All nine Randomized Controlled Trials (RCTs) (100%) provided a sufficient description of their randomization sequences. Allocation concealment was adequately demonstrated in eight out of nine studies (88%), with one study (11%) considered ambiguous due to a lack of a clear description. In two of the nine investigations (22%), it was not feasible to implement blinding for participants, staff, or outcomes. In one study (11%), the blinding of study personnel was considered ambiguous due to insufficient detail. Among the five studies (55%) evaluated for attrition bias, none showed frequent missing data. However, in the remaining four studies (44%), no information was provided regarding either the attrition rate or the reasons for missing data. Finally, none of the studies (100%) assessed for selective reporting demonstrated selective reporting bias.

3. Results

Due to the restricted number of randomized controlled trials (RCTs) in our analysis, we were unable to evaluate the existence of publication bias. Usually, tests such as scrutinizing asymmetry in funnel plots and employing Egger’s regression test are utilized when there are ten or more studies in a meta-analysis, as advised by Dalton et al. in 2016 [26]. However, owing to the limited number of trials in our study, all the methods employed to potentially identify publication bias lacked adequate statistical power.

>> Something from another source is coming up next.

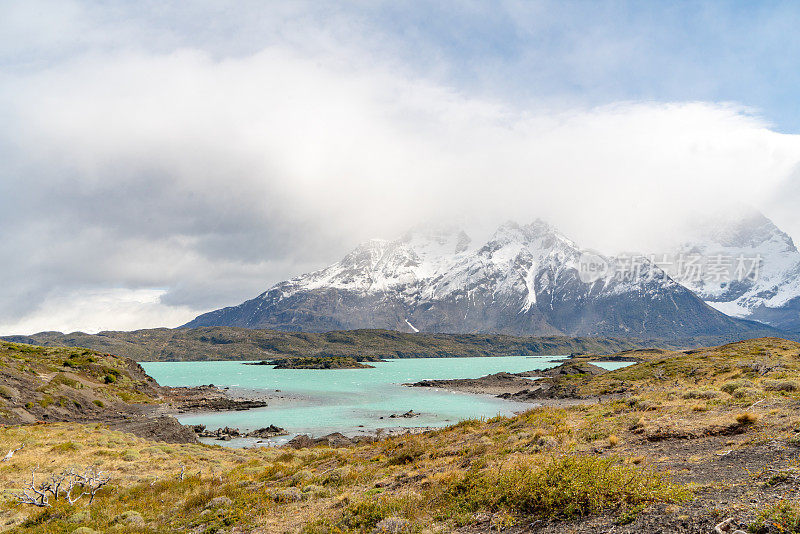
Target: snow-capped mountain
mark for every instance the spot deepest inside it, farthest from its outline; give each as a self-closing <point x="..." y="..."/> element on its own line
<point x="524" y="280"/>
<point x="757" y="268"/>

3.1. Attributes of the Participants

Table 1 outlines the essential characteristics of the research studies included in our systematic review and meta-analysis. Nine studies, comprising 923 individuals with peri- or post-menopause, met the inclusion criteria. Sample sizes ranged from 44 to 150, with a median of 90. The participants’ mean age varied from 49.16 to 56.44 years, with a median age of 54.09 years.

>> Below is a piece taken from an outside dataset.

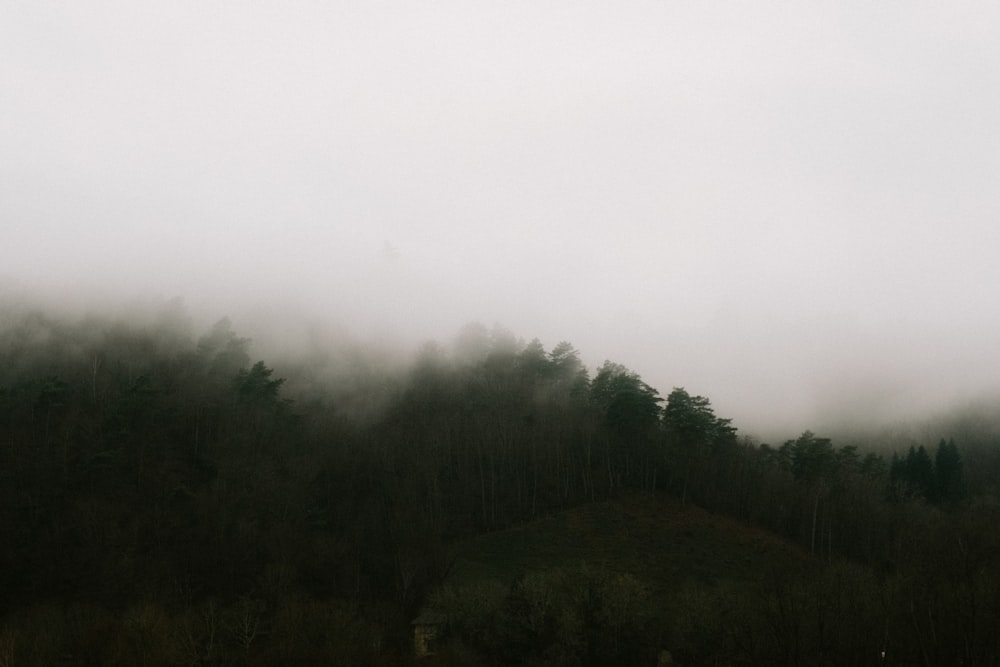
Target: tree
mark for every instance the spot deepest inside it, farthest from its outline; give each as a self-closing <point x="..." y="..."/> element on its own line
<point x="692" y="424"/>
<point x="948" y="482"/>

3.2. Features of the Studies

In the last five years, three out of the five studies were published, covering the years 2007 to 2018. The studies were conducted in six different countries: Canada (n = 1), Saudi Arabia (n = 1), the United States (n = 4), India (n = 1), the United Kingdom (n = 1), and South Korea (n = 1). Among the nine studies, five employed individual intervention delivery, while the remaining four utilized web-based and group formats, respectively. Various measures were used to assess depressive symptoms in climacteric women, including the Beck Depression Inventory-II (BDI-II), the Patient Health Questionnaire-9 (PHQ-9), the Geriatric Depression Scale (GDS), the Center for Epidemiologic Studies Depression Scale (CES-D), the 10-item Center for Epidemiologic Studies Depression Scale (CES-D-R), and the Montgomery-Asberg Depression Rating Scale (MADRS). Additionally, sleep-related issues in climacteric women were measured using the Pittsburgh Sleep Quality Index (PSQI), Insomnia Severity Index (ISI), Ford Insomnia Response to Stress Test (FORD), Dysfunctional Beliefs and Attitudes About Sleep Scale, and the Diary-based Daytime Sleepiness scales. The average number of sessions for CBT was 5.5 weeks, with an average of 5.5 sessions and an average duration of 60 min per session. The outcome variables were related to sleep duration and included a total sleep time in four cases, sleep latency in four cases, and wake-up time after falling asleep in four cases. Outcome variables related to sleep quality included sleep efficiency in three cases and self-rated sleep quality in six cases. Outcome variables related to beliefs and attitudes about sleep included the severity of insomnia in four cases and irrational beliefs and attitudes about sleep in one case. Data were collected through subjective sleep diary entries, objective measures such as actigraphy, and comprehensive sleep assessments, although the majority of data was obtained through sleep diary entries, with only a few cases utilizing actigraphy and comprehensive sleep assessments.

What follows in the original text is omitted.